During Hell Week, the intense run-up to graduation, Lieutenant Murphy called home on the verge of tears and asked his father to send him a photo, the father said. Taken in 1970, it showed the father recuperating from shrapnel wounds he suffered as an infantry sergeant in Vietnam. "He said, 'Dad, if you can get through that, I can get through Hell Week,' " Mr. Murphy recalled.
Lieutenant Murphy was engaged to be married in October. He met his fiancée, Heather Duggan, 27, while a student at Pennsylvania State University. The two started out as good friends. "Everyone else knew they were in love, but they didn't recognize it until later," Mr. Murphy said. Lieutenant Murphy eventually asked Ms. Duggan's father for permission to marry her and carried the engagement ring in his pocket for four months before proposing under the tree at Rockefeller Center on Dec. 26, 2003.
Although they had an inkling that their son's fourth deployment had been to the Middle East, Lieutenant Murphy's parents said they were still in the dark about the mission their son was on and how he died.
Mr. Murphy said the details do not matter, though. When the military tells them, the couple will go to Dover Air Force Base to retrieve their son's body for burial. They already made the trip once, earlier this week, to welcome their son home.
"We wanted him to know his parents were there," his father said.

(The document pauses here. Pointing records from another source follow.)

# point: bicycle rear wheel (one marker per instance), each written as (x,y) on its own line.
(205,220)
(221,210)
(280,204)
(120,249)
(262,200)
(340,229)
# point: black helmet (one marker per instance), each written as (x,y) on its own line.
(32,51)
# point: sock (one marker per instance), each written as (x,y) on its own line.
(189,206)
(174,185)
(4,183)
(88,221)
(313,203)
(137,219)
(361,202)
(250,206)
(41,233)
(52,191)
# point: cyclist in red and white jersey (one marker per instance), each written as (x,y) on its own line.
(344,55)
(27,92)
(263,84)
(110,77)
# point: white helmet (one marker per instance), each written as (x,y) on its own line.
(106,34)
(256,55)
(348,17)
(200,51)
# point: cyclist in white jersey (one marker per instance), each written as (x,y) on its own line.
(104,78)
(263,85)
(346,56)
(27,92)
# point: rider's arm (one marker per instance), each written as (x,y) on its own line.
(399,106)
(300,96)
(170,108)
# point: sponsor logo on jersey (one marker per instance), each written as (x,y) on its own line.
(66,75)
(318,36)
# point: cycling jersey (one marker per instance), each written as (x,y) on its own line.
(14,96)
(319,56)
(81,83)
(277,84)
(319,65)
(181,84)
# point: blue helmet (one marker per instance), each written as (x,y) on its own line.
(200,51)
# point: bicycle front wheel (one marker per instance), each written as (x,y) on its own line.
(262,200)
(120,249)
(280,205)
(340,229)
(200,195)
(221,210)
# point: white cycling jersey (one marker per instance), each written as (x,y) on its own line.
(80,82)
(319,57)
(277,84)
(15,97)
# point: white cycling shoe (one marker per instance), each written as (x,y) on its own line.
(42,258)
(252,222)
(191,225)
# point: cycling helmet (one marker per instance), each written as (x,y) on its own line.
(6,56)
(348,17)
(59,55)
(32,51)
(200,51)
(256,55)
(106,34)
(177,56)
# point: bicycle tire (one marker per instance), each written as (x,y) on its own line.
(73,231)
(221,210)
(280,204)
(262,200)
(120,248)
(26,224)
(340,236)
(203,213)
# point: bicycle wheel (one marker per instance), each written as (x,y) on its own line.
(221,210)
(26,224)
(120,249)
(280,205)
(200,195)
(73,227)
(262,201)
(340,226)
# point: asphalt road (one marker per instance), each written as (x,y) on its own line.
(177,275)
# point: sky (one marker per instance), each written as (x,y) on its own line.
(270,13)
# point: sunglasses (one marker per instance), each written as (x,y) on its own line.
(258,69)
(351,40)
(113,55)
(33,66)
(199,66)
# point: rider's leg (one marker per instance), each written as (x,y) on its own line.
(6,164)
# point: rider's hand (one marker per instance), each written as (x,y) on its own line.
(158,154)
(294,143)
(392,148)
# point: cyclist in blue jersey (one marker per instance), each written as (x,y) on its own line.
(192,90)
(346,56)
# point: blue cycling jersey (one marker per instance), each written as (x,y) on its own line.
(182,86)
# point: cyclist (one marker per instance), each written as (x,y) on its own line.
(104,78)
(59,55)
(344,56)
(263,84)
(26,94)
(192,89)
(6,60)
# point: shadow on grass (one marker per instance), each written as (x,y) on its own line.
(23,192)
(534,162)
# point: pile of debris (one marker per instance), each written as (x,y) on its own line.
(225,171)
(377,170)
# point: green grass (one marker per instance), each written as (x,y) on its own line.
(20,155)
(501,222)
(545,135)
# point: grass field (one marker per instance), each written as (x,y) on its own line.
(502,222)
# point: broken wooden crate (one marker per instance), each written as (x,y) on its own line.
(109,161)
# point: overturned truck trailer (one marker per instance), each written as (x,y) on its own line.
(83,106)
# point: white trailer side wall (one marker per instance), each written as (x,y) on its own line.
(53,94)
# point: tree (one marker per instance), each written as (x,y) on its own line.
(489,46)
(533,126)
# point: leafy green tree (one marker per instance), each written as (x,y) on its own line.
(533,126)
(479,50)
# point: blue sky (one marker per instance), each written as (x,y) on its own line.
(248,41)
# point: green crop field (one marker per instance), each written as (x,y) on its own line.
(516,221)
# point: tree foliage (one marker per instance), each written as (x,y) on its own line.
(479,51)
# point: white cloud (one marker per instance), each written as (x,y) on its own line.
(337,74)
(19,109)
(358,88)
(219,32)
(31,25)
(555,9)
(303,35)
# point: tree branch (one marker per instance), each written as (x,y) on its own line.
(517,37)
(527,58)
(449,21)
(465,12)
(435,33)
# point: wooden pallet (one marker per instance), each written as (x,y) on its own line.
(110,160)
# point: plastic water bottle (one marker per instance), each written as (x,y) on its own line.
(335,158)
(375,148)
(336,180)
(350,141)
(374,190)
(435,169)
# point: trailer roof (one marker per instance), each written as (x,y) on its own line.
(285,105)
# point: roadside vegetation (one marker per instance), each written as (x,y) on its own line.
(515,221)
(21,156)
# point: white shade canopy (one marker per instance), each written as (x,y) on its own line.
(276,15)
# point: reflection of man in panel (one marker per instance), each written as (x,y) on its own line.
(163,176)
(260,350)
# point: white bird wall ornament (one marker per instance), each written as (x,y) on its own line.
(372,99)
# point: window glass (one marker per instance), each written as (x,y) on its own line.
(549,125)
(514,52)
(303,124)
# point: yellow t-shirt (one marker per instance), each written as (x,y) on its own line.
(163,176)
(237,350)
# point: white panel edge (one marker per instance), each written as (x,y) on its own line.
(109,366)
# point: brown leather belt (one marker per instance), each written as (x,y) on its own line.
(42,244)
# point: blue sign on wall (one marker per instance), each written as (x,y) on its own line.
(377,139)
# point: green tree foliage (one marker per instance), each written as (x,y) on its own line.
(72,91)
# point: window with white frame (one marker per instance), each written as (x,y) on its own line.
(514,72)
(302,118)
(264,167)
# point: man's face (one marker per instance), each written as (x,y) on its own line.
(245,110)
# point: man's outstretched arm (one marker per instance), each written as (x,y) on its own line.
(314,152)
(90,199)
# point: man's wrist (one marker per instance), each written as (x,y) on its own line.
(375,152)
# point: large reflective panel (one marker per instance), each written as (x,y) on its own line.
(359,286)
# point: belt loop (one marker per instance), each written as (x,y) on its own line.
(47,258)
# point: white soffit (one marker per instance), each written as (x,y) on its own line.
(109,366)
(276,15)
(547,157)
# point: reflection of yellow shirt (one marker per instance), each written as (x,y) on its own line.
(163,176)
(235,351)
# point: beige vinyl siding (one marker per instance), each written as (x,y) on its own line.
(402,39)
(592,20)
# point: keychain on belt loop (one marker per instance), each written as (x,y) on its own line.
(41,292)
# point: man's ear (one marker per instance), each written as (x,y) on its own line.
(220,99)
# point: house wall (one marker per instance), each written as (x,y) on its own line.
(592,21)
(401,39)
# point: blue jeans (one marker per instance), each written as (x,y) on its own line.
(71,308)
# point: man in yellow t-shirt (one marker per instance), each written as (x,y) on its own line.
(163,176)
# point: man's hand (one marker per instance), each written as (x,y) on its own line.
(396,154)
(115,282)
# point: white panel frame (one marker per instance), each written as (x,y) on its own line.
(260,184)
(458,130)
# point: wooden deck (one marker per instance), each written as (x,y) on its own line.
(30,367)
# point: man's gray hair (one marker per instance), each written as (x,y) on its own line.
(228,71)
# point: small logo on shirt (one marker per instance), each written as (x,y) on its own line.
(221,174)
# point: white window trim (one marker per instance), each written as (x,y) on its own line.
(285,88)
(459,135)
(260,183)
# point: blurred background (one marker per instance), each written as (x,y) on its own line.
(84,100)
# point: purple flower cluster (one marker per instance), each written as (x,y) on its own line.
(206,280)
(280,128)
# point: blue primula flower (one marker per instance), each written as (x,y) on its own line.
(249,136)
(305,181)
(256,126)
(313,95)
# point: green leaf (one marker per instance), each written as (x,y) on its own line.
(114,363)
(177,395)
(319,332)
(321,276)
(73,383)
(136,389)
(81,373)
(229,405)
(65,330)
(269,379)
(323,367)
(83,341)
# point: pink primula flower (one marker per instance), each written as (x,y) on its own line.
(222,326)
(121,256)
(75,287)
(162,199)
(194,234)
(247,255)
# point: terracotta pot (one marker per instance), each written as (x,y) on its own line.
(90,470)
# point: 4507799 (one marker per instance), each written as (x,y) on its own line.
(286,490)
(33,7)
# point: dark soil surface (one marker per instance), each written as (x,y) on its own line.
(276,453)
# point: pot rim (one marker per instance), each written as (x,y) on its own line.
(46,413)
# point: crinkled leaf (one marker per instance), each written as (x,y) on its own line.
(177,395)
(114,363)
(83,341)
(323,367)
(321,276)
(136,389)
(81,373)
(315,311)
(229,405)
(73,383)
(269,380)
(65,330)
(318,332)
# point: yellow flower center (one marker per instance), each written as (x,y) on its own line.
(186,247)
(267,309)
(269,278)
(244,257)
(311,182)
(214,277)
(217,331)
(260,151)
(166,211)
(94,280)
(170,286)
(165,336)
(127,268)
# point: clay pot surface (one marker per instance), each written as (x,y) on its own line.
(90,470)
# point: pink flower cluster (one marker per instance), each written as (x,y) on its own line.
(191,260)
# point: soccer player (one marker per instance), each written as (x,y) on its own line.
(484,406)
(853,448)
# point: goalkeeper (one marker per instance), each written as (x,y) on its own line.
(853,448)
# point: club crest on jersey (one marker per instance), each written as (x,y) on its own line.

a true loss of a true american and for his true american family... this is why america is great and it is because of people like the murphy's and their son...
You said it first, but I'll say it anyway. Thank you, Lt. Murphy, my eternal gratitude. BTW, I had the pleasure of meeting an older gentleman today wearing a Marine cap. I asked if was a Marine. He said yes, and I got to say thank you for your service, sir. I am grateful for that opportunity. To all of our military, thank you.
Mrs. Maureen Murphy with new baby Michael Patrick at St. John's Hospital in Smithtown. (Newsday File Photo/Joe Dombroski) May 8, 1976
It was two days before Mother's Day in 1976 when 23-year-old Maureen Murphy gave birth to her first child. She'd wanted a particular kind of baby and got it.
"I prayed to God for a bald-headed baby," she said in a Newsday story published that Mother's Day. "I left a note on my dresser saying, 'Please God, give me a bald-headed baby,' and I got one."
Born at 5:59 a.m. on May 7 at St. John's Smithtown Hospital, her son was 7 pounds, 15 ounces. She and her husband Daniel gave him what she called a nice Irish name, Michael Patrick.
He would grow up and join the U.S. Navy and become a SEAL. He would go fight in Afghanistan as a commando. He would go missing June 28. And on Monday he would be found dead.
Back 29 years ago, his mother had been nervous. And excited about motherhood. And she held high expectations for her first-born. "His father is a lawyer, so he wants him to be a lawyer, too," Maureen Murphy said. "I just want to be proud of him when he grows up."
Yesterday, his father said they were proud indeed.
"We were just honored to have him as a son for 29 years," Daniel Murphy said.
thanks for the post .. a true hero, indeed. God bless and comfort the Murphy family.
Heartbreaking. And we have to listen to morons like Ronnie Reagan, who learned politics with his pink tutu on.
bump
Mr. & Mrs. Murphy: Your son will always be remembered as a hero. Thank you for raising such a wonderful man.
Your son was a hero and a patriotic American role model for our youth, which is much needed.
The only two Seals I got to know were like that. They could have been waiters. Very relaxed, unassuming and under stated.
His parents should be commended for honoring him as a hero. It is obvious to me that they will always love and miss their son, but they do not regret his service to his country and the cause of freedom.